EDITO : Unis contre la République
Les raisons fournies par les pourfendeurs du report de la Présidentielle suscitent des interrogations.
Elles semblent très réductrices et simplistes pour convaincre sur le rejet par une partie de l’opposition de l’abrogation du décret 2023-2283.
En effet, quel chef d’Etat prendrait le risque de se mettre à dos une bonne partie de l’opinion nationale et des responsables de son propre camp pour prolonger de 10 mois son mandat ?
Par Babacar DIONE
Les arguments de l’opposition et de la société civile politique, unies dans ce combat, sont difficilement convaincantes.
Même si elles bénéficient, il faut le reconnaitre, d’un préjugé favorable auprès de beaucoup de Sénégalais. Et ça se comprend !
Il y a juste quelques semaines le débat sur la probabilité d’une troisième candidature du président Macky Sall avait été agité par ces mêmes acteurs de l’opposition et de la société civile politique avant que le chef de l’Etat n’annonce qu’il ne se représenterait pas. Ils ne se sont pas avoués vaincus.

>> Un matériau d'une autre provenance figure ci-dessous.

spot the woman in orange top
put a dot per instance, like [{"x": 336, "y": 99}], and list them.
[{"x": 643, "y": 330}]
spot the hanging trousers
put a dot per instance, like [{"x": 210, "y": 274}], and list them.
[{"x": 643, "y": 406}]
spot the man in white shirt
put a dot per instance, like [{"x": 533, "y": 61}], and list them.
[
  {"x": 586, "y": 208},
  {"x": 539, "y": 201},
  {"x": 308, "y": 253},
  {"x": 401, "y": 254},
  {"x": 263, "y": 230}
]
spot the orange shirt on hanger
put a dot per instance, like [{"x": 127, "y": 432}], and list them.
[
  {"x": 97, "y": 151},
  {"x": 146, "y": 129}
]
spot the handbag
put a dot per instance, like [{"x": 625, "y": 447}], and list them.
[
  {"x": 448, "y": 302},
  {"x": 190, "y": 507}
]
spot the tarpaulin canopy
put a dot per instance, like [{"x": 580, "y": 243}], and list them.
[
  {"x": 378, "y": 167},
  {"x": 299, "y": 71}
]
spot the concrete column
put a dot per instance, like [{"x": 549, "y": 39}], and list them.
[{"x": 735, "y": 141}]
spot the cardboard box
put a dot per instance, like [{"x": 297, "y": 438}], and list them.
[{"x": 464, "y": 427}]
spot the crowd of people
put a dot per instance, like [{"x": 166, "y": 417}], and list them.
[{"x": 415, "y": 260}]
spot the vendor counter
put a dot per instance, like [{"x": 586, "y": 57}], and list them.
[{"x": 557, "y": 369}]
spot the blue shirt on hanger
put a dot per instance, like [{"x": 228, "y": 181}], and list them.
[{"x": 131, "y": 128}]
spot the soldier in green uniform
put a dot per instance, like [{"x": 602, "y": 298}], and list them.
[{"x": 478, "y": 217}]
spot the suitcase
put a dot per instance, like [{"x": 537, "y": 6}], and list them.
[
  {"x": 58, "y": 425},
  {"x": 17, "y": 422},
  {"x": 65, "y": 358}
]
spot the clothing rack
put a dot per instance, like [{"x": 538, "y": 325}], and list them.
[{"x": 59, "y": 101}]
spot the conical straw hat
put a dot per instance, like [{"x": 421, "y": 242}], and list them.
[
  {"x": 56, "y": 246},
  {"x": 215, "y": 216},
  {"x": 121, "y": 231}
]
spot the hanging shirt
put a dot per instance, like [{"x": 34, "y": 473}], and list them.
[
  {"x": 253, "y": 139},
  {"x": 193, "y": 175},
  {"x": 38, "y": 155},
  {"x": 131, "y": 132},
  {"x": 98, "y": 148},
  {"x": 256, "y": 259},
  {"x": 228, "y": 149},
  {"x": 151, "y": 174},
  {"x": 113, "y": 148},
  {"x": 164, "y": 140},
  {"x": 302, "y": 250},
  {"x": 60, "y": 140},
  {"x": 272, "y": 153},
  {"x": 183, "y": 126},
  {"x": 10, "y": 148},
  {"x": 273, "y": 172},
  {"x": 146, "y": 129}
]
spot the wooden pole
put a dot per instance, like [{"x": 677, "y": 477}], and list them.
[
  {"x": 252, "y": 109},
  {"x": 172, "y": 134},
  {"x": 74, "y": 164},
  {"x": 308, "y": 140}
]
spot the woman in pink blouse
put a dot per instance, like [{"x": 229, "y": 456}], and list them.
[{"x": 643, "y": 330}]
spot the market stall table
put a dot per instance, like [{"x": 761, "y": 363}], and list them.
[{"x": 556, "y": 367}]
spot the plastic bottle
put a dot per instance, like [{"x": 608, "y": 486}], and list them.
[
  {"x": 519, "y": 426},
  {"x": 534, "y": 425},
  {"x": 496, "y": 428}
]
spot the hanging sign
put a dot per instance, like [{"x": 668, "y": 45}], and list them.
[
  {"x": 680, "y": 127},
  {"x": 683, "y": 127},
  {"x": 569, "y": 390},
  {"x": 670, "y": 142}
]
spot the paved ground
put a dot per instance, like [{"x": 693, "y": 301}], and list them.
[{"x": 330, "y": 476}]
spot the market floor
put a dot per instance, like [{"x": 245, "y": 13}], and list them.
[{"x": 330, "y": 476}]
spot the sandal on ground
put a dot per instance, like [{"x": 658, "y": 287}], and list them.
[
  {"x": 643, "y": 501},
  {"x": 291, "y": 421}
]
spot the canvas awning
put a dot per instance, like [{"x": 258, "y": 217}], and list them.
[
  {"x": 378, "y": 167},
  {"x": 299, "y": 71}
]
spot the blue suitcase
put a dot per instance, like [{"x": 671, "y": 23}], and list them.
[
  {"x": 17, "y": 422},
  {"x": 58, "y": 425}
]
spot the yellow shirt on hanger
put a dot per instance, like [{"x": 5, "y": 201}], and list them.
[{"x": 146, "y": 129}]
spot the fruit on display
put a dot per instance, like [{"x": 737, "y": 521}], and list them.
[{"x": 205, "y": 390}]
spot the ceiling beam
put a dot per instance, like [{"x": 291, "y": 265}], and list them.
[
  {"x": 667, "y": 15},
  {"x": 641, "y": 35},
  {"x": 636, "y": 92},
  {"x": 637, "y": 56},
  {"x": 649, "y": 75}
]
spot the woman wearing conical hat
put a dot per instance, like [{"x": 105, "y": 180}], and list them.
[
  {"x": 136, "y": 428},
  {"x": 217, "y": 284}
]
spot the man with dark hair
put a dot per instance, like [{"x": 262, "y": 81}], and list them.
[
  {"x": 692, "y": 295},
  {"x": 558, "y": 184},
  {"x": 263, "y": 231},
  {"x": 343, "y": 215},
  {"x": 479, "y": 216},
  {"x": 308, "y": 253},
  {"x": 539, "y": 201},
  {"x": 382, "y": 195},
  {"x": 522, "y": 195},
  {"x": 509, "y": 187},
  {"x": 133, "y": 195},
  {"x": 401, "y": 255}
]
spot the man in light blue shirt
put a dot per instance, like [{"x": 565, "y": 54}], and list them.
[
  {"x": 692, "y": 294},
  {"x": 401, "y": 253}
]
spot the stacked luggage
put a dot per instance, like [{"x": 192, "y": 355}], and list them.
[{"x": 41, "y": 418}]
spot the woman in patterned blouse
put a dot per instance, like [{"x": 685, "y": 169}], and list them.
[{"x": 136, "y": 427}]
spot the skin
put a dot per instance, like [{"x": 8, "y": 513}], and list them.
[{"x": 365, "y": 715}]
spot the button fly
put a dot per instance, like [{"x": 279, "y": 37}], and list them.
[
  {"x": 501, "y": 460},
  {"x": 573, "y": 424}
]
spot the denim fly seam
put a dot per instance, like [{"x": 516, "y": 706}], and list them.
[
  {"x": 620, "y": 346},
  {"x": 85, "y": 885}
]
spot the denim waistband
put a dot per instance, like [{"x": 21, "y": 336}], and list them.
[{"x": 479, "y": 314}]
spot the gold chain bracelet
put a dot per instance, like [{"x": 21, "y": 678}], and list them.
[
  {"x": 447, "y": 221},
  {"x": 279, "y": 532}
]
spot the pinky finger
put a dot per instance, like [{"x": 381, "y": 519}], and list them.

En remettant ce débat sur la sellette, ils veulent prouver à l’opinion nationale et internationale que le président Macky Sall n’a pas encore tout à fait sorti de son esprit l’idée d’un troisième mandat. Et qu’ils avaient raison d’avoir farouchement exprimé leur opposition. Ils pensent également, pouvoir plus facilement remobiliser les troupes déjà formatées dans la lutte contre une troisième candidature de Macky Sall.
Calculs politiciens
C’est donc en toute logique qu’ils évitent d’utiliser le terme report dans leur argumentaire, ou même de «dérogation» telle que mentionné dans la proposition de loi adoptée par l’Assemblée nationale. Mais insistent davantage sur une volonté de prolongation du mandat du chef de l’Etat.
Pour ces contempteurs du report, la fin justifie les moyens. Quelque soit ce que cela peut coûter de fragiliser nos institutions et de mettre le pays dans le chaos.
On peut certes émettre des doutes quant à la crise institutionnelle que Macky Sall nous a « vendue » pour abroger le décret de convocation du collège électoral. En effet, la procédure n’en est qu’à ses balbutiements, aucun juge n’a encore été convoqué par la commission d’enquête parlementaire pour qu’on puisse parler de crise institutionnelle.
Situation alarmante
Cependant, les soupçons de corruption et de conflits d’intérêt qui pèsent sur des membres du Conseil constitutionnel n’exigent-ils pas qu’on s’arrête pour chercher la vérité ? Sans une enquête froidement menée, on donne libre cours à toutes les supputations et versions imaginables. Le Premier ministre Amadou Ba n’a pu d’ailleurs s’empêcher de faire une sortie dans la presse internationale pour se blanchir. Après qu’un juge constitutionnel a jugé opportun de porter plainte contre X. Cette situation n’est-elle pas assez alarmante ? Doit-on poursuivre le processus en semant déjà les germes de contestations post électorales ?
D’autant plus que la demande de report de la Présidentielle est une volonté exprimée par de nombreux candidats de l’opposition. Beaucoup plus que ceux qui s’opposent aujourd’hui à son report. Ils ont tous récemment souhaité l’arrêt du processus électoral donc, le report du scrutin et, en ont fait part au chef de l’Etat.
Mais au Sénégal, les hommes politiques ne se gênent pas d’avoir deux positions contraires sur un même sujet.
Boubacar Camara, Mimi Touré, Abdourahmane Diouf… et tous les membres de la délégation reçue par le chef de l’Etat étaient des partisans du report bien avant que les députés du Parti démocratique sénégalais (Pds) ne déposent leur proposition de loi.
Par ailleurs, des recours ont été déposés afin de faire invalider la « dérogation » demandée par les députés. Pourquoi, dès lors mettre en péril la vie de Sénégalais en appelant à des manifestations toutes émaillées de violences, y comprises celles autorisées ?
Les initiateurs de ces manifestations sont les seuls responsables de telles dégénérations et devront en payer le prix.
Du côté des autorités, l’appel au dialogue devrait suivre son cours jusqu’au terme de la rencontre. Des actes d’apaisement, comme celui ayant abouti au rétablissement du signal de Walf Tv, doivent également continuer à être posés.
L’objectif principal devant être pour tous, le retour à un processus électoral fiable et la tenue d’une élection libre et transparente.